Davutoğlu, Bahçeli'nin 7 Haziran'dan bu yana ortaya konan her ihtimale sadece "hayır" dediğini belirterek, "Sayın Bahçeli'den hayırlı işlerde işbirliği beklerdim de böylesi sürekli 'hayır' demesini beklemezdim. Gelin beraber hayırlı bir yola çıkalım dedik ama bundan kastettiğimiz şerrin karşılığı olarak hayırlı bir yoldu. O ise her yola 'hayır' dedi" değerlendirmesinde bulundu.
"Bu Anayasa'yı biz yazmadık"
Hükümet kurma için tanınan 45 günlük süre bitmeden, "Üç parti ya da iki parti oturalım, bir hükümet kuralım ve biz seçim kararı alalım. Türkiye Büyük Millet Meclisi halkın seçtiği bir Meclis olarak seçim kararını kendi alsın, Sayın Cumhurbaşkanımıza bunu bırakmayalım" çağrısı yaptığını ve herkese kapısının ve gönlünün açık olduğunu ifade ettiğini hatırlatan Davutoğlu, ancak bu çağrısına yanıt alamadığını söyledi.

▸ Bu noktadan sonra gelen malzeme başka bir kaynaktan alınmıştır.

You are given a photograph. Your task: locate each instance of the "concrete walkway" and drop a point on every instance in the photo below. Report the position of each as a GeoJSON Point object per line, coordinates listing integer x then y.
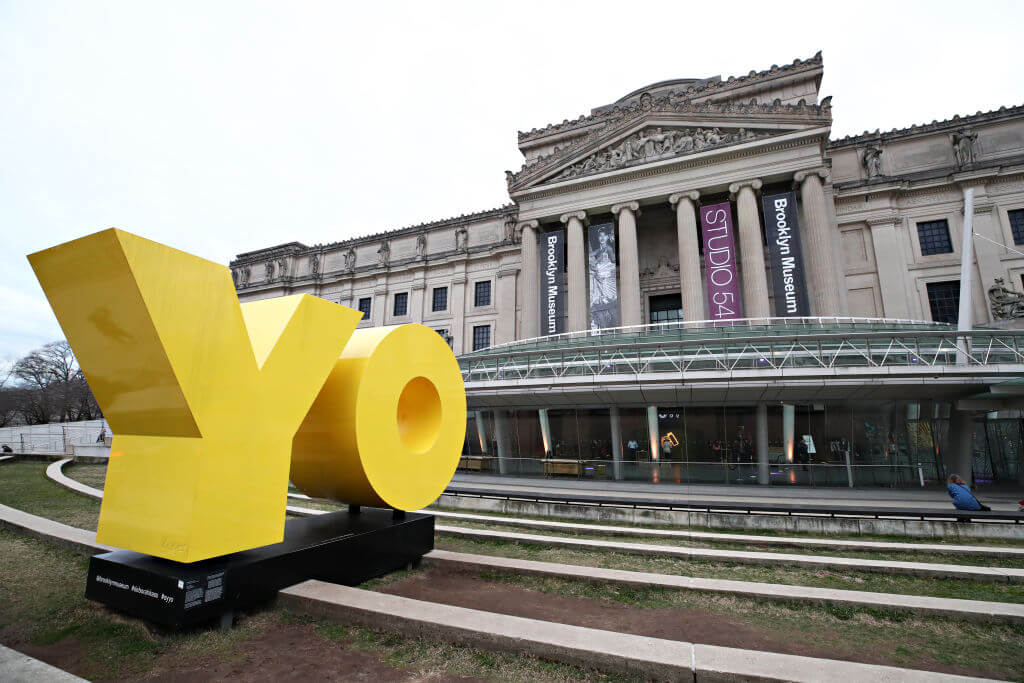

Cumhurbaşkanı Erdoğan'ın erken seçim kararı aldığını, sonra birden bir "fırtınanın koptuğunu" belirten Davutoğlu, "Sanki her aşamada 'hayır' diyen kendileri değilmiş gibi, sanki son çağrımıza kulaklarını tıkayan kendileri değilmiş gibi Anayasa'nın hükmünün uygulanmasına karşı ağır ithamlarla saldırıya geçtiler. Bu Anayasa'yı biz yazmadık. Bu Anayasa hepimizin kurmak için yemin ettiğimiz bir Anayasa'dır, 1961 Anayasası'nda var olan, 1982 Anayasası'nda tabir edilerek muhafaza edilen bir hükümdür" diye konuştu.
Davutoğlu, "Madem Cumhurbaşkanımızın böyle bir karar almasını istemiyordunuz, niye daha önceki aşamalarda birlikte bir çözüme 'evet' demediniz" diye sorarak, 7 Haziran'dan bu yana yaşananları herkesin izlediğini dile getirdi. Ağızlarından diğer siyasi parti genel başkanlarını rencide eden tek bir söz çıkmadığına, diğer siyasi parti mensuplarını rahatsız eden tek bir ifade kullanmadıklarına işaret eden Davutoğlu, "Meşruiyet çizgisinden tek bir an sapmamışızdır. Ayak oyunlarına hiçbir zaman tenezzül etmemişizdir" ifadesini kullandı.
Davutoğlu, AK Parti ile ilgili gazetelerde "asılsız" haberler çıktığını kaydederek, AK Parti'nin bir ahlak hareketi olduğunu, hiçbir zaman siyasi hileye başvurmayacağını sözlerine ekledi.